Maybe things will pick up next issue.

BITS OF LEGIONNAIRE BUSINESS:

When Brin sees the supposedly-dead Scanlon at the memorial service, he asks "Not from Winath by any chance?" Winath, of course, is the homeworld of the Ranzz family, a planet where most people are twins.

In his narration, Wildfire at one point says, "I whine the loudest, so I win." This points out a change in Drake's personality that's been clear for a while: Used to be that Wildfire won by shouting and shooting off energy; now he wins by whining. I'm not sure which one I prefer.

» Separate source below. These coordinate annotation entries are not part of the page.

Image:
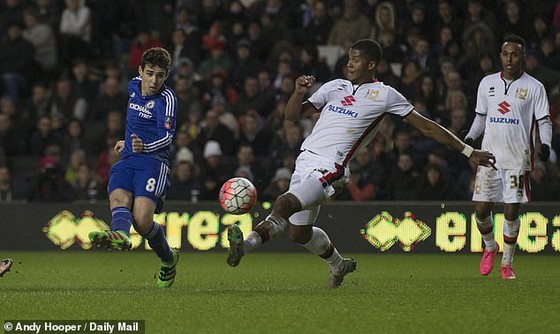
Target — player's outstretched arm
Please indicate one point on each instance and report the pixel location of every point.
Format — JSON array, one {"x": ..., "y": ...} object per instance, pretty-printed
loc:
[
  {"x": 431, "y": 129},
  {"x": 294, "y": 108},
  {"x": 119, "y": 146}
]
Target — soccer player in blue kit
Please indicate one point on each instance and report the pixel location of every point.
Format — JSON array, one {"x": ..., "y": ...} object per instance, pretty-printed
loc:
[{"x": 139, "y": 180}]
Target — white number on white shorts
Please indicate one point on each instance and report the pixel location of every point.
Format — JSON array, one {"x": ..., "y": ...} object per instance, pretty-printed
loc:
[{"x": 151, "y": 185}]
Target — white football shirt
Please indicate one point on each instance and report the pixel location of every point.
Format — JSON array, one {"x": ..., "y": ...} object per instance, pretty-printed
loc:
[
  {"x": 350, "y": 117},
  {"x": 512, "y": 110}
]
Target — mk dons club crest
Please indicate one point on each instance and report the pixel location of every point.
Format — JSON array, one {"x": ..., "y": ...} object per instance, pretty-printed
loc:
[{"x": 522, "y": 93}]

The virus that Alastor released was designed by the Psions. I believe this is the first time we've heard of the Psions in Legion times. In one way, it makes sense...the Psions are genetic and biological engineers, constantly creating things like this virus. It's another link between the current DC Universe and the Lgion's time. But on the other hand, it's odd that we haven't run into the Psions before. In the Legion's time, you'd expect the Dominators to be behind something like this. And since the storyline in LSH has to do with the Dominators, it would be a nice link to the parent book.

Hypertaxis -- defined as "an evolutionary cataclysm" -- if you're thinking the term sounds familiar, you're right. The Earth-247 Legion faced a whole hypertaxis thing...it's what altered Sensor and turned Kinetix into a "Terrorform." It makes just as much sense this time around.

Wildfire tells Scanlon that the virus has turned him into a Teallian. Quislet is from Teall, which isn't so much a world as another dimension. Quislet also stays inside his ship because he can't survive in our dimension long outside it. Scanlon didn't seem to have that problem. (Interestingly, Quislet once taught Drake to maintain his energy form in a semblance of a human body; here Drake is apparently trying to do the same for Scanlon.)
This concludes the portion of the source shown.